There are many motivators for the optimization of single cell proteomics, including the ability to examine individual cells or cell types within mixed populations of a tissue or tumor, thus removing the diluting effect of averages in a heterogenous sample. Studying single cells using proteomics also removes the reliance on assumptions regarding the stochastic relationship between transcript and protein abundance that is inherent in other “omics” methods and has the ability to capture important post-translational modifications, such as phosphorylation, that can provide information on protein function. However, it’s primary benefits have also been its most significant hurdles, with limited amounts of starting material, and no built-in amplification strategies, the methods used for single cell proteomics must be optimized from sample capture, to peptide extraction, through LC-MS/MS and data analysis. A paper recently presented in Analytical Chemistry by Li and colleagues outlines a workflow for integrated proteome, phosphoproteome, and metabolome analysis from a single cell that addresses many of these technical challenges. The key optimizations, including surface treatments of microwells for improved extraction of metabolites and peptides, and spectral library-based data-independent acquisition (DIA) mass spectrometry powered by PEAKS software, resulted in excellent metabolite, peptide and phosphopeptide identification. Importantly, the methods show high sample-to-sample reproducibility and did not result in any bias in the physiochemical characteristics of the peptides and proteins captured in the single-cell analysis (vs. a bulk sample control). As a proof of concept, the authors tested their workflow by treating the single cells with nocodazole, an antineoplastic agent, to show that treatment could clearly separate the metabolites, proteomes and phosphoproteomes by principal component analysis (PCA), identifying this workflow as a powerful method to analyze the treatment response of single cells.
How was PEAKS used?
In projects where starting material is limited, methods to increase peptide identifications are key to robust proteome coverage. The use of data-independent-analysis (DIA)-MS, which fragments all peptides measured during MS1 instead of only select peptides, generates extensive datasets.

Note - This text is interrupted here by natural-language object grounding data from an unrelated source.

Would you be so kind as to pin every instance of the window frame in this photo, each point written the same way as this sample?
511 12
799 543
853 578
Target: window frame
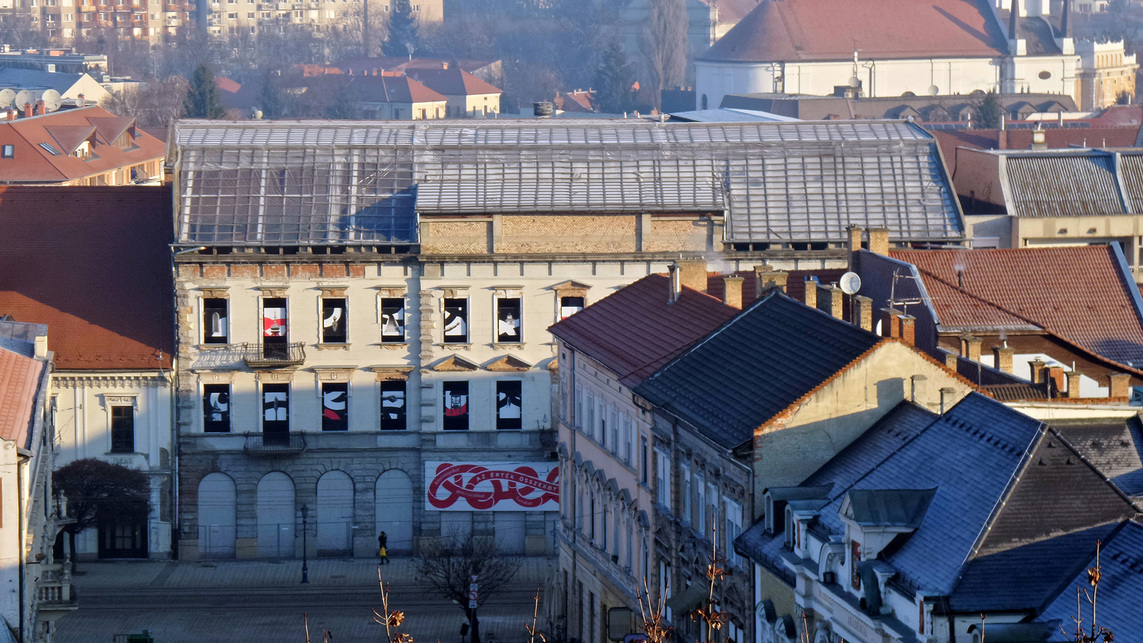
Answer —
220 426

However, it requires previous knowledge of the fragments generated from the peptides in your sample to achieve maximum identification rates. To accommodate this, custom spectral libraries can be generated with representative samples analyzed by data-dependent acquisition (DDA)-MS. In Li et al, DDA raw files were searched in PEAKS using a UniProtKB/Swiss-Prot human database and then the resulting spectra was used to create a spectral library for HeLa cells. This library was then used to analyze the data generated by DIA-MS analysis of the single cells, maximizing the peptide identifications in their workflow. Like the DDA database search workflow, the DIA workflow in PEAKS can accommodate PTM analysis that allowed the authors to asses the phosphoproteome as well.
Data exported from PEAKS was compatible with downstream data analysis in Persus Software Platform and PCA analysis with MetaboAnalyst.
Li, Yuanyuan, et al. “An Integrated Strategy for Mass Spectrometry-Based Multiomics Analysis of Single Cells.” Analytical Chemistry, no. 42, American Chemical Society (ACS), Oct. 2021, pp. 14059–67. Crossref, doi:10.1021/acs.analchem.0c05209.
Single-cell-based genomics and transcriptomics analysis have revealed substantial cellular heterogeneity among seemingly identical cells. Knowledge of the cellular heterogeneity at multiomics levels is vital for a better understanding of tumor metastasis and drug resistance, stem cell differentiation, and embryonic development. However, unlike genomics and transcriptomics studies, single-cell characterization of metabolites, proteins, and post-translational modifications at the omics level remains challenging due to the lack of amplification methods and the wide diversity of these biomolecules. Therefore, new tools that are capable of investigating these unamplifiable “omes” from the same single cells are in high demand. In this work, a microwell chip was prepared and the internal surface was modified for hydrophilic interaction liquid chromatography-based tandem extraction of metabolites and proteins and subsequent protein digestion. Next, direct electrospray ionization mass spectrometry was adopted for single-cell metabolome identification, and a data-independent acquisition-mass spectrometry approach was established for simultaneous proteome profiling and phosphoproteome analysis without phosphopeptide enrichment. This integrated strategy resulted in 132 putatively annotated compounds, more than 1200 proteins, and the first large-scale phosphorylation data set from single-cell analysis. Application of this strategy in chemical perturbation studies provides a multiomics view of cellular changes, demonstrating its capability for more comprehensive investigation of cellular heterogeneity.